Thoughts on Big Data Technologies (3): Objections Worth Thinking About
Despite (or maybe because of) the huge amount of hype in recent years MapReduce still has many vocal opponents. On one side its focus on local rather than global consistency, a lack of schemas, an architecture that embraces the unreliable network and natural support semi-structured or unstructured data have made us reconsider the use of incumbent database technologies when dealing with large datasets. On the other side of the argument; it hasn’t learn’t much from the long history of academic work that has come from the database field. Sections of the database community are not happy about this and there has been (and still is) some disdain for this this greenfield approach to the problem.
Stonebraker: “MapReduce is a major step backwards”

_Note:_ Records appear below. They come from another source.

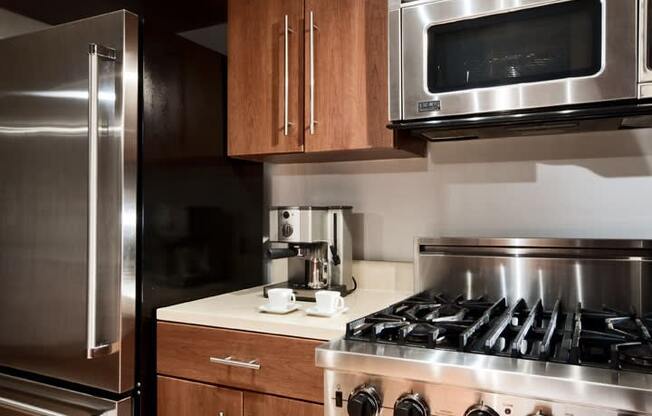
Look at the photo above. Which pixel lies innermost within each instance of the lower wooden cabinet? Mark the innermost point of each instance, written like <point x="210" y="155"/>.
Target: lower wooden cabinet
<point x="285" y="381"/>
<point x="263" y="404"/>
<point x="186" y="398"/>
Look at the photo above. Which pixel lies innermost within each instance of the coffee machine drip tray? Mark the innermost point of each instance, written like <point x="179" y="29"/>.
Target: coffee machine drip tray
<point x="303" y="293"/>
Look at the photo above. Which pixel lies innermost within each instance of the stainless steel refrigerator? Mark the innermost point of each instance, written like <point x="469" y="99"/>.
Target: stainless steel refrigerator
<point x="109" y="207"/>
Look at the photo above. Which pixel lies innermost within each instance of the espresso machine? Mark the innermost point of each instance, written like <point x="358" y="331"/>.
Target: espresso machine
<point x="316" y="241"/>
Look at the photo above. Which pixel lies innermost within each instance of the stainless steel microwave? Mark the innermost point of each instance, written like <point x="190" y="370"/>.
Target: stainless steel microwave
<point x="465" y="57"/>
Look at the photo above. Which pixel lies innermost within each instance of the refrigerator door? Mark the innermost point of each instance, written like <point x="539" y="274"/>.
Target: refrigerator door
<point x="24" y="398"/>
<point x="68" y="155"/>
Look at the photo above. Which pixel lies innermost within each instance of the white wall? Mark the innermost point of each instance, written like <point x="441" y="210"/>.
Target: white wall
<point x="585" y="185"/>
<point x="12" y="24"/>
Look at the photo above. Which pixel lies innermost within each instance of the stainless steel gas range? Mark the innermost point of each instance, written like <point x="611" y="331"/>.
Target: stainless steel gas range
<point x="504" y="327"/>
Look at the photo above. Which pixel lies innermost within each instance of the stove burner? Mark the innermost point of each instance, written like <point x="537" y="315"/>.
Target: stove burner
<point x="606" y="338"/>
<point x="423" y="334"/>
<point x="636" y="354"/>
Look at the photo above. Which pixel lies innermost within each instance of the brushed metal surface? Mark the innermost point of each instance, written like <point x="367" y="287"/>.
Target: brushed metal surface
<point x="644" y="70"/>
<point x="44" y="174"/>
<point x="593" y="272"/>
<point x="29" y="398"/>
<point x="314" y="230"/>
<point x="453" y="381"/>
<point x="395" y="62"/>
<point x="615" y="81"/>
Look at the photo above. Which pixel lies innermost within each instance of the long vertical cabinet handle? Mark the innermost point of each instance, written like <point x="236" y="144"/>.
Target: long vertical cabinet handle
<point x="286" y="77"/>
<point x="93" y="349"/>
<point x="312" y="72"/>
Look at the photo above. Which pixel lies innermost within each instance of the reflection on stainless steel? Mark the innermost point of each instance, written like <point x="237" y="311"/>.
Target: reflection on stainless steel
<point x="45" y="130"/>
<point x="452" y="381"/>
<point x="28" y="398"/>
<point x="532" y="269"/>
<point x="408" y="61"/>
<point x="44" y="194"/>
<point x="562" y="359"/>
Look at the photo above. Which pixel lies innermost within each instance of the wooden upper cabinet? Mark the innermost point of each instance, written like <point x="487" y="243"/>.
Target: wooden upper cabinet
<point x="337" y="82"/>
<point x="346" y="60"/>
<point x="258" y="75"/>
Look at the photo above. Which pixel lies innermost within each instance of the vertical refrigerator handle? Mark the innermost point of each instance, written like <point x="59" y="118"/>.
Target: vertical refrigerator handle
<point x="93" y="348"/>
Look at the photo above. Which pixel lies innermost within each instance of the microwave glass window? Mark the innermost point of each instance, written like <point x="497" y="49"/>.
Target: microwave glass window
<point x="544" y="43"/>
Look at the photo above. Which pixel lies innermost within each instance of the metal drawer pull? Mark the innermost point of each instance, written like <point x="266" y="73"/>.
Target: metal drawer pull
<point x="252" y="365"/>
<point x="26" y="408"/>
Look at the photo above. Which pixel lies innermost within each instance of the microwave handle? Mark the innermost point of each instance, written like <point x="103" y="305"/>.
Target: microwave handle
<point x="644" y="40"/>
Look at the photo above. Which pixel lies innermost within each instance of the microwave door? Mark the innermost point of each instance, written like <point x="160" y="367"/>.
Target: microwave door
<point x="24" y="398"/>
<point x="66" y="210"/>
<point x="461" y="58"/>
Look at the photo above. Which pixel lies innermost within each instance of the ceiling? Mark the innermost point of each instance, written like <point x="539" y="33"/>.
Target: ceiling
<point x="174" y="16"/>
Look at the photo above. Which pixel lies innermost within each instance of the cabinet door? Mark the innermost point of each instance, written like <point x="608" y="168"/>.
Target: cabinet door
<point x="259" y="75"/>
<point x="184" y="398"/>
<point x="263" y="404"/>
<point x="346" y="56"/>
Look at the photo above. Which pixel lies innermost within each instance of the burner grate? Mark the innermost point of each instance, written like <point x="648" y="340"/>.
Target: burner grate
<point x="605" y="338"/>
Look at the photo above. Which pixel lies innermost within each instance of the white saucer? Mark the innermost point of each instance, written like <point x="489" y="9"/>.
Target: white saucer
<point x="290" y="307"/>
<point x="315" y="311"/>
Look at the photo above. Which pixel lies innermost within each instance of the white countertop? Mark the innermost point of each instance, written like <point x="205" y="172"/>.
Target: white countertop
<point x="239" y="310"/>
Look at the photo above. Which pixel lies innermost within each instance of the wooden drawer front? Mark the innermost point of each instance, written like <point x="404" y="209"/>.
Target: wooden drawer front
<point x="262" y="404"/>
<point x="287" y="365"/>
<point x="185" y="398"/>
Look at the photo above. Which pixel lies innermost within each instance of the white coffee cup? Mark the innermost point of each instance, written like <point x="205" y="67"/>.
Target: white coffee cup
<point x="280" y="298"/>
<point x="329" y="300"/>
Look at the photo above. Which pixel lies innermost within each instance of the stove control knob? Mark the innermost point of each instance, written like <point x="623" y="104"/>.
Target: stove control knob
<point x="411" y="405"/>
<point x="480" y="410"/>
<point x="287" y="230"/>
<point x="364" y="401"/>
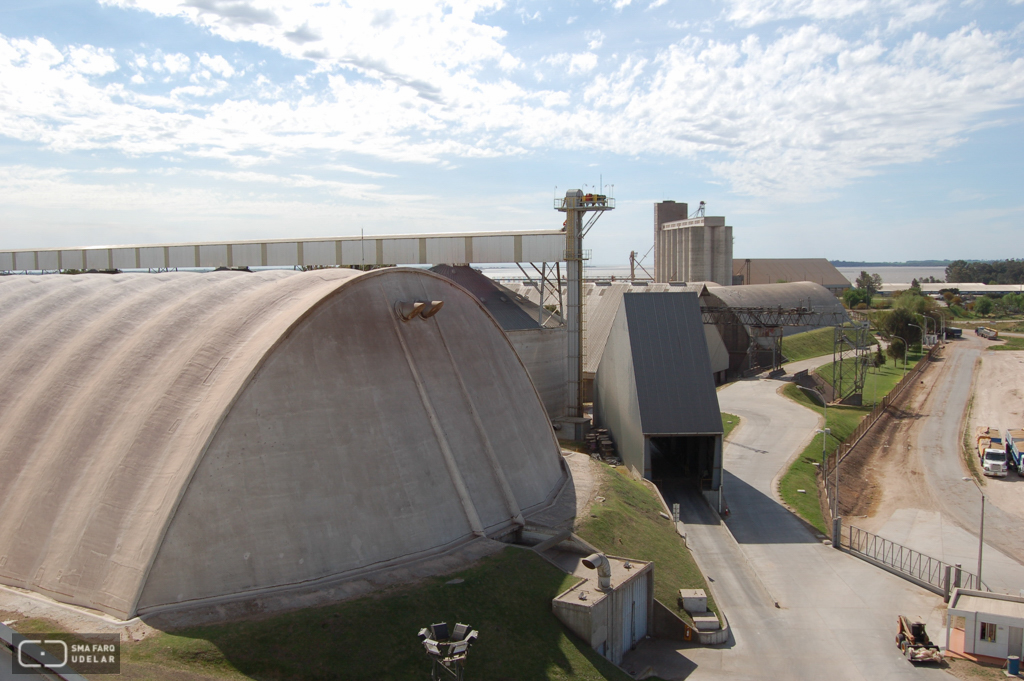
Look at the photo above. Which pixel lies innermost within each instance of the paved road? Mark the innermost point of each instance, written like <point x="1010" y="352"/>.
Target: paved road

The backlash against MapReduce started in 2009, most notably via Michael Stonebraker and David DeWitt, two prominent members of the database community. The original posts have been taken down (and are no longer available on waybackmachine either which is unfortunate – I have a paper copy available on request) but it’s fair to summarise the points made as:
- MapReduce is a step backwards: Schemas allow you to separate the physical implementation of storage from the logic that operates on your data.
- A poor implementation: The lack of indexes and ignorance of data skew make it a purely brute force implementation.
- A lack of novelty: concepts data back to the 1980s.
- Incompatibility with the huge array of DBMS tools.
- A lack of integrity (referential) and ACID properties that protect against unexpected results.
All these points, whilst slightly contentiously put, were reasonable. In fact they were backed up further in the paper ‘A Comparison of Approaches to Large Scale Data Analysis’ published at Sigmod ’09 (the world’s most prestigious database conference). This presented a ‘bake off’ between Vertica, DBMX and Hadoop over a range of basic queries such as grep, ‘group by’ and more complex analytical tasks (I’ve included one figure from the paper on the right). The databases prevailed in almost all benchmarks by as much as a factor of 7.
However one has to question the implicit assumption that databases and MapReduce really are direct competitors. Are they really? I don’t see MapReduce being something designed to compete with data-warehousing tools. If anything, it is more akin to a data-enabled compute grid. A technology designed to process very specific, large-scale tasks (like building a search index) over web-scale datasets rather than as a generalist data analytics tool.
MapReduce was never supposed to be, or compete with, data-warehousing tools. If anything, it is more akin to a data-enabled compute grid.
Another interesting angle is its heritage. MapReduce comes from a hacker culture (rather than an enterprise one). A background of engineers that are far more likely reach for simple tools – file systems, sockets and the like – from which to compose solutions, rather than taking the more holistic like databases and bending them to their will (an approach more consistant with enterprise technology culture). The hacker culture (which is prevalent at Google and other prominent internet software companies) is typical of this. Additional functionality tends to be layered on top (for example Google’s BigTable, Tensing, Megastore providing tabular, SQL and ACID properties respectively). So it would appear that MapReduce represents a bottom-up approach to batch processing very large data sets, unencumbered by the past and with all the benefits of imperative programming languages, whilst the database focusses more on keeping your data safe and structured, and letting you get at it quickly. For these focuses it is still king.